I did also see Kt Tunstall
I did also see Kt Tunstall at the Kashmir Club about 8 or 9 years ago, which I think may have been her first London gig. She was bloody good too!
Kasabian
When I was music editor for the local uni rag, they came knocking trying to offload their demos... my co-editor loved them and saw all their early gigs, while I failed to give them time of day.
Similarly, I saw Razorlight when they were bottom of the bill, below Suede and Gemma Hayes and assumed they would never get anywhere.

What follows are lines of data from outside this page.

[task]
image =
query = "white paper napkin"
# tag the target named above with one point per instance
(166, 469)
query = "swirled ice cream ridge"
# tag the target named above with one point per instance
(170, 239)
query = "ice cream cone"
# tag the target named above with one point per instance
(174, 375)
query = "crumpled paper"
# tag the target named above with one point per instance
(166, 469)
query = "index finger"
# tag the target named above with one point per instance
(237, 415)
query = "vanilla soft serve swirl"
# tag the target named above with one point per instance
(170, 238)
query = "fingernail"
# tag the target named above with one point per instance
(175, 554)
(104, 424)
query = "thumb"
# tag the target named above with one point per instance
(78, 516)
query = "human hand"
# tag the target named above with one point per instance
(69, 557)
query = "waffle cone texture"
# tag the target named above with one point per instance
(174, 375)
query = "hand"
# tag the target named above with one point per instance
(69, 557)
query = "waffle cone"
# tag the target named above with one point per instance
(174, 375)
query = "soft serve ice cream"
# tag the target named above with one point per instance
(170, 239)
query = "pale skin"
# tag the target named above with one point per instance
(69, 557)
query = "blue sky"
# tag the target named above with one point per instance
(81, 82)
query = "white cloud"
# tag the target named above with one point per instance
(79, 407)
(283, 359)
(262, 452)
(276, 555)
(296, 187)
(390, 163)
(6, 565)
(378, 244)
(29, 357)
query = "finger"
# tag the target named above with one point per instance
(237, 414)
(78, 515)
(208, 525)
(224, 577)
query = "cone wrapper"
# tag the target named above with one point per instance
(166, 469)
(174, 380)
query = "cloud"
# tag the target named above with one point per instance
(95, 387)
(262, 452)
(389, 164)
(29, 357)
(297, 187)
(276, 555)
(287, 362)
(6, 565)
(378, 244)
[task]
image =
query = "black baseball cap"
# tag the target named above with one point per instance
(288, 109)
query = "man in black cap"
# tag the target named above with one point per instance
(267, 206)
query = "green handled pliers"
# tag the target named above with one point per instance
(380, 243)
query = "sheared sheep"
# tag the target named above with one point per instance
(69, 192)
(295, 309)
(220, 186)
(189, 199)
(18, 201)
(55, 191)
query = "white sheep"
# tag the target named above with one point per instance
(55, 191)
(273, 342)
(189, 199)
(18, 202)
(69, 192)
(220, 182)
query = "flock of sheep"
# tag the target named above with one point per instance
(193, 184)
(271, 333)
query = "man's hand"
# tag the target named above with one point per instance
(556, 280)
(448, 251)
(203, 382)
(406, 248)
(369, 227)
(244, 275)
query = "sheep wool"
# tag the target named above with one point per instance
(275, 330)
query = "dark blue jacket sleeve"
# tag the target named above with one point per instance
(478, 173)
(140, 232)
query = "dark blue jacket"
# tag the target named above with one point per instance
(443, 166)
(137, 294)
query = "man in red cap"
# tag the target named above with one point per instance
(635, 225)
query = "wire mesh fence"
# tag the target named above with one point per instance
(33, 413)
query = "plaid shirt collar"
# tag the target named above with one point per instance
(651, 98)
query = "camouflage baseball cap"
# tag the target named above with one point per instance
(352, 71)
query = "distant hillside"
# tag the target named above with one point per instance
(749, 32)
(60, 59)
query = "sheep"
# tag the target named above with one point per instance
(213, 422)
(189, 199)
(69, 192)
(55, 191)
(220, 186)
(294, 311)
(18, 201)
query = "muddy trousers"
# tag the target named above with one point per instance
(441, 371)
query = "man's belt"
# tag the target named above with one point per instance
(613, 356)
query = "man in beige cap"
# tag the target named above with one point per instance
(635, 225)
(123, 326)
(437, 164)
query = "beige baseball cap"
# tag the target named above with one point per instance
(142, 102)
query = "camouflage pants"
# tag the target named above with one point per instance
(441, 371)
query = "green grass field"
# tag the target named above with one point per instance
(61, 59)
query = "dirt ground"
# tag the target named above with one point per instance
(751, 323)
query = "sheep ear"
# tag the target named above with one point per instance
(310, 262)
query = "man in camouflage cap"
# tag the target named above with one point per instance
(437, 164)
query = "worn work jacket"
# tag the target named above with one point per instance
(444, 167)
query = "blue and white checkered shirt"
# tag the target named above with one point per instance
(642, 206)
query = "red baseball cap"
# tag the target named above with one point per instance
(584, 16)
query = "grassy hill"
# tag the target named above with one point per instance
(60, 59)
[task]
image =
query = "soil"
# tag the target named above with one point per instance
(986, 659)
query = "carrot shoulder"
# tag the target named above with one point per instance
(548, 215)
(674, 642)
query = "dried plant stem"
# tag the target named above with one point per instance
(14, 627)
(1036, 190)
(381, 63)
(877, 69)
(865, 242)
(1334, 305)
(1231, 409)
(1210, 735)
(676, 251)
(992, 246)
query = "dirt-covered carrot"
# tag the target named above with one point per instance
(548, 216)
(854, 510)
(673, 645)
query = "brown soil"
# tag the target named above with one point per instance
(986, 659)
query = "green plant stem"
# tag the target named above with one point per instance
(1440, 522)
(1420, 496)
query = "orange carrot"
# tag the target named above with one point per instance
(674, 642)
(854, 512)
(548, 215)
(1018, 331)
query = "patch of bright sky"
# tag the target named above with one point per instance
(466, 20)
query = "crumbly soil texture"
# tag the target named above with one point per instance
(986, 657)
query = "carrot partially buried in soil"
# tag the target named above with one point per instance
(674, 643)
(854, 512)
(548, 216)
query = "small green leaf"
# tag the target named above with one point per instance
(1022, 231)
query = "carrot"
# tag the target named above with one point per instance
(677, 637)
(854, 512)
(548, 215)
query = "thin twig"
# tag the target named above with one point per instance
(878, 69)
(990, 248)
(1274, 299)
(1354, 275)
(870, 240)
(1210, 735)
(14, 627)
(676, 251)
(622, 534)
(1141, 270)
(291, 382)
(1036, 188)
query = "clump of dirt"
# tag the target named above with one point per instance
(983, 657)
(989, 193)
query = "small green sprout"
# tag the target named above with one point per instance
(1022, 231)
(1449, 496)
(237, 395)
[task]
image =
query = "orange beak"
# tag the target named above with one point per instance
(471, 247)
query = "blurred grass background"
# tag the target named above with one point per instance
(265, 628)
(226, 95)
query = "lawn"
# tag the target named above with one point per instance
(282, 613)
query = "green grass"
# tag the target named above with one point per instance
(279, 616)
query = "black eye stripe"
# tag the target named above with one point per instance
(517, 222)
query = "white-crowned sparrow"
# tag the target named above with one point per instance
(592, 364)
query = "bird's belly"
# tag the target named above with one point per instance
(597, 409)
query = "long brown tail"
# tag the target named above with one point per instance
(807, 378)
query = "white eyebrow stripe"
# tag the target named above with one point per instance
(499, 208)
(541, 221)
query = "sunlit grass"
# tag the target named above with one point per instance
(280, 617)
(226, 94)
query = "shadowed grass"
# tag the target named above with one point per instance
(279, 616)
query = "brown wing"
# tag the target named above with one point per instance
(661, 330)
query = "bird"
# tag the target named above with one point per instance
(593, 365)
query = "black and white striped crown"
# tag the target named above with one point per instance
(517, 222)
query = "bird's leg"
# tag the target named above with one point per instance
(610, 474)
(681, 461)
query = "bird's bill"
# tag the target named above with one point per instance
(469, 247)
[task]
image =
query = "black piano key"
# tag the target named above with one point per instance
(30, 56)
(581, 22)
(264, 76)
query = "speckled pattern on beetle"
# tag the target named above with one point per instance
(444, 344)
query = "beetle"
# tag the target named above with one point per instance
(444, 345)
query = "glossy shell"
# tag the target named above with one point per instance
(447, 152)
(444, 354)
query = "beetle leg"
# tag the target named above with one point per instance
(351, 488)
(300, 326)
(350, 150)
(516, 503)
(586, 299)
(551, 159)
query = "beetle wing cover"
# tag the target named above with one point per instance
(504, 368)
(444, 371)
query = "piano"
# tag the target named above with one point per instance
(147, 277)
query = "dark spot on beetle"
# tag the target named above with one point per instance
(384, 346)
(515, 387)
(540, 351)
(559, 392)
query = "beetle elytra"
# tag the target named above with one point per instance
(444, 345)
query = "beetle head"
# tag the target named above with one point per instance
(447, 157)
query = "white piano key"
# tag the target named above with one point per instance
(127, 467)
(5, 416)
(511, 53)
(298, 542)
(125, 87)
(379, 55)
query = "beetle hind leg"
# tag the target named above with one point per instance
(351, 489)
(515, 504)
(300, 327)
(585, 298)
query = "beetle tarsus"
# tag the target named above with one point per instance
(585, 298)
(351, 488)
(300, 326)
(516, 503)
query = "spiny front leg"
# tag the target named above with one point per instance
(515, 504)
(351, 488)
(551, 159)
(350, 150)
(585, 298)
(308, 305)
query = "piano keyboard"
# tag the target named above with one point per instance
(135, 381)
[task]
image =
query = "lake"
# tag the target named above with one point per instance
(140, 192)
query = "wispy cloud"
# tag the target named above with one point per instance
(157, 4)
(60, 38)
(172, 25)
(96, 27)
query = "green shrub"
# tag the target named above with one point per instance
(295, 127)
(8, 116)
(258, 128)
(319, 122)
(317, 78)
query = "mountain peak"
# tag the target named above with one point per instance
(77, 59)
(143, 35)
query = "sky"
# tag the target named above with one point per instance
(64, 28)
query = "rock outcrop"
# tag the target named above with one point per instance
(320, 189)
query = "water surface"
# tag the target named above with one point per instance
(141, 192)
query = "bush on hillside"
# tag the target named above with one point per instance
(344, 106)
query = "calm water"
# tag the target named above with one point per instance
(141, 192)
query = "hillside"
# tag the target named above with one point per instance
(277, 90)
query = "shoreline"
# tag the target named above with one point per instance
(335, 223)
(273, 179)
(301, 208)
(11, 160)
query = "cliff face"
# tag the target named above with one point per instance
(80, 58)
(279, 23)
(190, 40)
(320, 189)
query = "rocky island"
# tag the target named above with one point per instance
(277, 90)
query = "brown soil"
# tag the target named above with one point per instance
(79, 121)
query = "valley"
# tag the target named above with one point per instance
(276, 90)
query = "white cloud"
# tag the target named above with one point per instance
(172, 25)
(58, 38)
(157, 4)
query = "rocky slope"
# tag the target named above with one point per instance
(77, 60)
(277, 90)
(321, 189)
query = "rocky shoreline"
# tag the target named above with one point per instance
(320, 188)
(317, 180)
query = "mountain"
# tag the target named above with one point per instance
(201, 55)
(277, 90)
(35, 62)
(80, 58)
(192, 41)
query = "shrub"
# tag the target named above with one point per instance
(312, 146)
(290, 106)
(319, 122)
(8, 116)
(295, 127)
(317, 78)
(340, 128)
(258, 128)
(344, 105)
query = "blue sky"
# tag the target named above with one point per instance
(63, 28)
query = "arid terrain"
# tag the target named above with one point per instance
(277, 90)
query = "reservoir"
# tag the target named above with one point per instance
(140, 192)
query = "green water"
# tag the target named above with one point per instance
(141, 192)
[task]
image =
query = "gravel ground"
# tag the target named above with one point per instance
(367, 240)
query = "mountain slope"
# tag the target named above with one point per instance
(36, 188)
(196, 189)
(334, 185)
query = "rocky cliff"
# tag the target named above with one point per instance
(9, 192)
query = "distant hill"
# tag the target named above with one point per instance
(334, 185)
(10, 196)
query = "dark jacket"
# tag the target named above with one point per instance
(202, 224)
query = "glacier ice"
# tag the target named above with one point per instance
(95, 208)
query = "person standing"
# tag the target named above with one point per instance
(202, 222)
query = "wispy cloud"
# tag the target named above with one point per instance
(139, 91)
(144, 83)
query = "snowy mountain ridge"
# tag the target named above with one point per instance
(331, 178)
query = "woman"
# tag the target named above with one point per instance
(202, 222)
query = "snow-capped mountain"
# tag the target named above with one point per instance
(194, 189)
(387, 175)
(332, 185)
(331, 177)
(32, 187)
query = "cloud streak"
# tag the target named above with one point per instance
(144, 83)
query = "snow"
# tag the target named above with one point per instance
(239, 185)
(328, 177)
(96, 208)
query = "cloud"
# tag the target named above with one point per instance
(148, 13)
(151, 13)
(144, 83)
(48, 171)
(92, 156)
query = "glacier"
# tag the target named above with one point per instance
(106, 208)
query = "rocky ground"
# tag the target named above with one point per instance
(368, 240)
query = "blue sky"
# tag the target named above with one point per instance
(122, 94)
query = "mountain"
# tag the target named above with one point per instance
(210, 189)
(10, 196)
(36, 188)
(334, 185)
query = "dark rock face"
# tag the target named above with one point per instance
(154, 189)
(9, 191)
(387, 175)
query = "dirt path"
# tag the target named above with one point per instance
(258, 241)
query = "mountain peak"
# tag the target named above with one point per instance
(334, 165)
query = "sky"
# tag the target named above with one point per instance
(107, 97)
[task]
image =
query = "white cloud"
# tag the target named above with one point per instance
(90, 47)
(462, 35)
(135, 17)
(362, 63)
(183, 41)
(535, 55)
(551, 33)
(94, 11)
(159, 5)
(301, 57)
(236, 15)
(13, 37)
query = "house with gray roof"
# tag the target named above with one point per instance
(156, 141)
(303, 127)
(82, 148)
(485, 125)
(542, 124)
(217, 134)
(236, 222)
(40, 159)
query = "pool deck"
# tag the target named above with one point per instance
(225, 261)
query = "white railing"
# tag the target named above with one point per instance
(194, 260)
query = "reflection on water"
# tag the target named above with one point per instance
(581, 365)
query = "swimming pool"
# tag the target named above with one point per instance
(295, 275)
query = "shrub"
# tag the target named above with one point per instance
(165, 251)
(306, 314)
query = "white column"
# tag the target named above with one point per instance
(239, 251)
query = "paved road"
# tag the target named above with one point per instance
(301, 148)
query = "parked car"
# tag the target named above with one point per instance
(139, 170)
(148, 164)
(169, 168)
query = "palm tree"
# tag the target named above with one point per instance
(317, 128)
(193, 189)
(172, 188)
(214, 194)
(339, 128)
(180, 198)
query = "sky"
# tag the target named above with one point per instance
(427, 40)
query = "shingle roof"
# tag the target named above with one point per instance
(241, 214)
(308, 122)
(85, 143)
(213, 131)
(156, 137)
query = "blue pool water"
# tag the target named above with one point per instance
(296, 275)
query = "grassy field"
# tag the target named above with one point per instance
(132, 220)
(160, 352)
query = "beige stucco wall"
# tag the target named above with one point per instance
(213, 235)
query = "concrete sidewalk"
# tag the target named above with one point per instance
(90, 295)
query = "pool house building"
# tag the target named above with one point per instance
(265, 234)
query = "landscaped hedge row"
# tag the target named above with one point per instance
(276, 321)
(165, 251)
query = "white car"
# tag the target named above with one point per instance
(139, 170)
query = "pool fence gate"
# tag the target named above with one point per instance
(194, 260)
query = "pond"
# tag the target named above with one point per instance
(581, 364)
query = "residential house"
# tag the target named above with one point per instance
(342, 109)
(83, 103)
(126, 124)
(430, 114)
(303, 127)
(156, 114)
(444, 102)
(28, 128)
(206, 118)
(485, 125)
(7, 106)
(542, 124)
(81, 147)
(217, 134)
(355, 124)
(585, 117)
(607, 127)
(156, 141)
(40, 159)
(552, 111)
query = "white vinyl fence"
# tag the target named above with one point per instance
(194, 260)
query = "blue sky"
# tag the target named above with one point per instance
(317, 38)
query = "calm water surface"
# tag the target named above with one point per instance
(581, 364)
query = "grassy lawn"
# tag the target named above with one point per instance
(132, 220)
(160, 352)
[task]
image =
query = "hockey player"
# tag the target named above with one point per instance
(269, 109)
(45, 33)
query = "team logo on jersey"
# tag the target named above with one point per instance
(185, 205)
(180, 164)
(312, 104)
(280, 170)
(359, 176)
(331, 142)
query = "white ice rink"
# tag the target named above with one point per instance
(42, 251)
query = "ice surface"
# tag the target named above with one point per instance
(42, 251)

Which is probably why I'm not in A&R.
On the other hand
it may why you ought to be in A&R.
Here's one I just remembered!
While at journalism college, I sat next to one Paul Woods. Now, when discussing musical likes and dislikes, Paul always promoted soul acts such as the Temptations. Lo and behold, a couple of years later he turned up as one of the singers (the small dark one, if you remember them) in The Kane Gang, mackem soulster labelmates of Prefab Sprout. Last I heard, he was working as a sub-editor on the Sunderland Echo, though that was some time back.
The Hollies
They used to rehearse at bass player Eric Haydock's house in the early sixties. I lived on the same street (Victory Street, Portwood, Stockport). The neighbours would continually moan about the noise with comments of "turn that racket down" and "those bloody Teddy Boys". Eric (real surname Haddock), after at least 3 or 4 big hit singles with the Hollies, was persuaded to quit the band by his wife who didnt like him being on the road. He went to work at Needham's Foundary in Stockport. He later founded Eric Haydock's Rockhouse and was then rumoured to have become Allan Clarke's personal driver. 2 years ago I was back in Stockport for a visit and looked through the rain streaked window of a small music store just off the town centre and there was Eric selling a young musician a guitar. I have often since wondered what sort of thoughts of regret might have been running through his mind aa he was selling this young kid the guitar?